Container Advisor is a great monitoring tool that provides container-level metrics and exposes resource usage and performance data from running containers. It provides quick insight into CPU usage, memory usage, and network receive/transmit of running containers. cAdvisor is embedded into the kubelet, hence you can scrape the kubelet to get container metrics, store the data in a persistent time-series store like Prometheus/InfluxDB, and then visualize it via Grafana.
Metrics Server is a cluster-wide aggregator of resource usage data and collects basic metrics like CPU and memory usage for Kubernetes nodes, pods, and containers. It’s used by Horizontal Pod Autoscaler and the Kubernetes dashboard itself, and users can access these metrics directly by using the kubectl top command. Metrics Server replaces Heapster as the primary metrics aggregator in the cluster, which has been marked as deprecated in the newer version of Kubernetes.
Kubernetes API Server
The frontend of the Kubernetes control plane is the API server exposing all the capabilities that Kubernetes provides. It’s like a gateway and communication hub for the entire Kubernetes cluster. All the user requests pass through the API server, where it performs the client request validation and interacts with etcd for persistence of cluster state. All the cluster components communicate with each other via the API Server.

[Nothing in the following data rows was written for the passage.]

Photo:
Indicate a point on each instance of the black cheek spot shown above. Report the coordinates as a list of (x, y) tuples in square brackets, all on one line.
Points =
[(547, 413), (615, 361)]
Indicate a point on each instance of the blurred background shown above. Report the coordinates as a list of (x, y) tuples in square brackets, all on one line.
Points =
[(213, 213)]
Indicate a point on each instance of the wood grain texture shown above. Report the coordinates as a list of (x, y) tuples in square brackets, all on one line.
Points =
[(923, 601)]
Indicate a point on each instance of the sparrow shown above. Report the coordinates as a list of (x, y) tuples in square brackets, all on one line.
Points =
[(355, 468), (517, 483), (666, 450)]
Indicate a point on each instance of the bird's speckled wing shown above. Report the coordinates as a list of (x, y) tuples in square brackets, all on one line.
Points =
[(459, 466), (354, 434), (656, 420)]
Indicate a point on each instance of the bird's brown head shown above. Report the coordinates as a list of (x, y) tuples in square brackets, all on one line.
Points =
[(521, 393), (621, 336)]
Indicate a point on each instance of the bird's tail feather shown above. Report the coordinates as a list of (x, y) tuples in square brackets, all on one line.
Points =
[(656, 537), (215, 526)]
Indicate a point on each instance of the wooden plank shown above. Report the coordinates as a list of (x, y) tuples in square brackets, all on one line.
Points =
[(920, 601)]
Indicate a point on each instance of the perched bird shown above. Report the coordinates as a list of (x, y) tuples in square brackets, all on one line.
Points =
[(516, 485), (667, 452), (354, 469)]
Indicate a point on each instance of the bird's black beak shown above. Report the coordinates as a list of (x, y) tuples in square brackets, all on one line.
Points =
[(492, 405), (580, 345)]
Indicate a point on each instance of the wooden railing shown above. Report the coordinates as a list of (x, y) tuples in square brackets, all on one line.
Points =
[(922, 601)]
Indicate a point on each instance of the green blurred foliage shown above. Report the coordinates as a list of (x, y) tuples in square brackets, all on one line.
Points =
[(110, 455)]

The API server is responsible for processing the API operations and storing the API objects into a persistent storage backend. It also provides a number of metrics that are critical from a cluster-operation perspective–mainly the Request Rate, Error Rate, and Duration (RED metrics)–for Kubernetes resources.
Node Exporter is the Prometheus exporter for hardware and operating system metrics. It allows you to monitor node-level metrics such as CPU, memory, filesystem space, network traffic, and other monitoring metrics, which Prometheus scraps from a running node exporter instance. You can then visualize these metrics in Grafana.
Kube-state-metrics is an add-on agent that listens to the Kubernetes API server. It generates metrics about the state of the Kubernetes objects inside the cluster like deployments, replica sets, nodes, and pods.
Metrics generated by kube-state-metrics are different from resource utilization metrics, which are primarily geared more towards CPU, memory, and network usage. Kube-state-metrics expose critical metrics about the condition of your Kubernetes cluster:
- Resource requests and limits
- Number of objects–nodes, pods, namespaces, services, deployments
- Number of pods in a running/terminated/failed state
Top Kubernetes Metrics to Monitor
Now that you know where to get your metrics, let’s take a look at which metrics you should be monitoring. Here below are our “Top 5.”
Kubernetes Cluster Metrics
From a monitoring perspective, it’s important to have complete visibility into the state of your Kubernetes cluster. Having an overview of the number of running nodes, pods, and containers can help discover at what capacity the resources are running and give a clear representation of the deployed workload. Some of the other critical cluster metrics to look into are CPU usage, memory usage, network I/O pressure, and disk usage, all of which will indicate if resource utilization in the cluster is accurate.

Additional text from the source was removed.